食草抽出液で興奮したメスは、約半数がミカン科以外の非食草5種の抽出液は水対照区に対する産卵を完全に抑制し、非食草が能動的な抑制刺激を持つことが示された。神経活動解析では5つのスパイク型を同定し、非食草に対して一貫して発火するタイプ0(抑制シグナル)と、寄主に応答するタイプ4(促進シグナル)を分離した。ミカン科非食草のコクサギではタイプ0の上昇とタイプ4の低下がみられ、産卵シーケンスを開始しても途中で中断した。これらの結果は、産卵の可否が単一刺激の有無ではなく、促進と抑制の末梢神経シグナルの統合バランスによって制御されていることを示している。食草転換の起点が、忌避行動の獲得であった可能性が示唆される。
植食性昆虫は産卵に適した寄主植物(食草)を識別し、不適な植物を確実に拒絶しなければならないが、非食草が単に認識シグナルを感じられないだけなのか、忌避シグナルによって能動的に拒絶されているのかは未解明であった。
本研究では、ナミアゲハ(Papilio xuthus)を対象に、産卵行動試験とメスの前脚ふ節味覚感覚子からの電気生理学的記録を組み合わせてこの問題に取り組んだ。
食草であるミカン属(Citrus属)の抽出液であらかじめ興奮状態になったメスは、対照区の水に対しても51.5%の割合で産卵した。これが興奮状態の実験的な産卵ベースラインとなった。興奮状態のメス成虫に、食草ではない非食草抽出液に触れさせると、産卵は完全に抑制された。この結果は、非食草抽出液が単に刺激シグナルを欠いているのではなく、産卵を抑制する刺激特性を含んでいるという解釈を支持する。
電気生理実験1回の記録には、同時に活性化された複数の味覚神経細胞からのスパイクが含まれ得るため、多用されてきたピーク電圧を指標とした識別のみに頼るのではなく、スパイクの波形形状および時間特性の5つの指標を加えた計6つの特徴量によって分類し、再現性のある5種類のスパイクタイプ(タイプ0〜4)を分離した。タイプ0は非食草抽出液に対して一貫して高い頻度の神経活動(発火)を示し、雌個体IDをクラスターとしたGEE(一般化推定方程式)感度分析においても有意な相関が維持された。一方、タイプ4は食草抽出液に対してより強く発火したが、同分析では有意性を保てなかった。また、食草と同じミカン科に属しながら非食草であるコクサギは、食草のミカン科よりもタイプ4の発火頻度は低く、タイプ0の発火頻度は上昇した。

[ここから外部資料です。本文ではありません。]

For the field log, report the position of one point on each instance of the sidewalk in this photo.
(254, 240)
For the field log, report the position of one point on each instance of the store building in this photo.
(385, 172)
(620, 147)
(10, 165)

興奮状態のメス成虫にコクサギ抽出物を触れさせると、産卵数は顕著に減少した。
この末梢における複合的な応答パターンは、産卵決定が単一のオン/オフシグナルではなく、促進(「進め」)と抑制(「止まれ」)の末梢シグナルの統合的なバランス(アンサンブル統合モデル)に関連していることを支持している。
食草転換をきっかけとする種分化には、食草の範囲を拡大するのではなく、元の食草を利用しなくなるのはなぜなのか?という謎がある。最初に“嫌う”という仕組みを獲得し、選好性や解毒機能の最適化は、食草転換後に起きるという可能性が示唆される。非食草に対する“産んではいけない”という認識は、極めて重要な役割なのではないだろうか。